Siukum Balala Siukum Balala Polityka Obserwuj notkę 117

 Ciężka jest praca górnika, ale i dola blogera lekka nie jest. Żadna z moich ocen i analiz bieżącej polskiej polityki nie sprawdza się, więc co i rusz muszę swoje sądy odszczekiwać. Zostałem tu sprowadzony z Londynu przez właścicieli portalu, by co nieco rozruszać  ten portal i niespodziewanie zaliczam wpadkę za wpadką. Tak, tak zostałem zaproszony, jako ekspert. Dziś europejska ekonomia, kultura, polityka to jeden system naczyń połączonych, jednych zasysa do Londynu by rozruszali Londyn, jak np. pana Kazia, mnie zassało na salon, a innych zassało do Brukseli, by rozruszali Brukselę. To już Albańczycy z okolic Gare du Nord nie potrafią rozruszać Brukselczyków ? Dziwne. Obawiam się, że z powodu kolejnej wpadki - jeśli się przytrafi - będę musiał przenieść bloga na gazeta.pl lub w jakieś jeszcze gorsze miejsce.

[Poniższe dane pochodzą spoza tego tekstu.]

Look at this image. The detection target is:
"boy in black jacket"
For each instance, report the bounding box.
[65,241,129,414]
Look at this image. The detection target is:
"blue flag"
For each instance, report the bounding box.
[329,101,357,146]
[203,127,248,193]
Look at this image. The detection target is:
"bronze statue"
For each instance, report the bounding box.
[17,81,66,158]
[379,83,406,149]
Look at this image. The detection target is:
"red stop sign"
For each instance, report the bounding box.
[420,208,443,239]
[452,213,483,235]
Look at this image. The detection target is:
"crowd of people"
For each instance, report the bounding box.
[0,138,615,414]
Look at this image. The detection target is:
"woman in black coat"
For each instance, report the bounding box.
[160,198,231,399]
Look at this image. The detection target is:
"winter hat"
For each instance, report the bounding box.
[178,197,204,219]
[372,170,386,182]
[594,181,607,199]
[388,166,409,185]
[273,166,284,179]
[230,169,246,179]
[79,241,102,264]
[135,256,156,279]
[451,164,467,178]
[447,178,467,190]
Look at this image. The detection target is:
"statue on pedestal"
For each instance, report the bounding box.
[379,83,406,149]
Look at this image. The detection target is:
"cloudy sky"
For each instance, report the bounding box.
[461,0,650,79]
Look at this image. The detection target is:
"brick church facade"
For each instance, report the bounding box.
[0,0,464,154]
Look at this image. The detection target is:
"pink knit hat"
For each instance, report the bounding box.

W ubiegłym tygodniu dość krytycznie oceniłem działania pana prezydenta w zakresie obronności, ocena okazała się niesparawiedliwa, bowiem z inicjatywy pana prezydenta powstał Противоракетный комплекс " Польсат II " który skutecznie chroni nasze niebo. Mocne wystąpienie pana prezydenta na sesji Zgromadzenia Ogólnego ONZ nie pozostawia wątpliwości, że tak jest. Piękne, potrzebne słowa adresowane do grupy trzymającej władzę na Kremlu " Polska od Bałtyku odepchnąć się nie da"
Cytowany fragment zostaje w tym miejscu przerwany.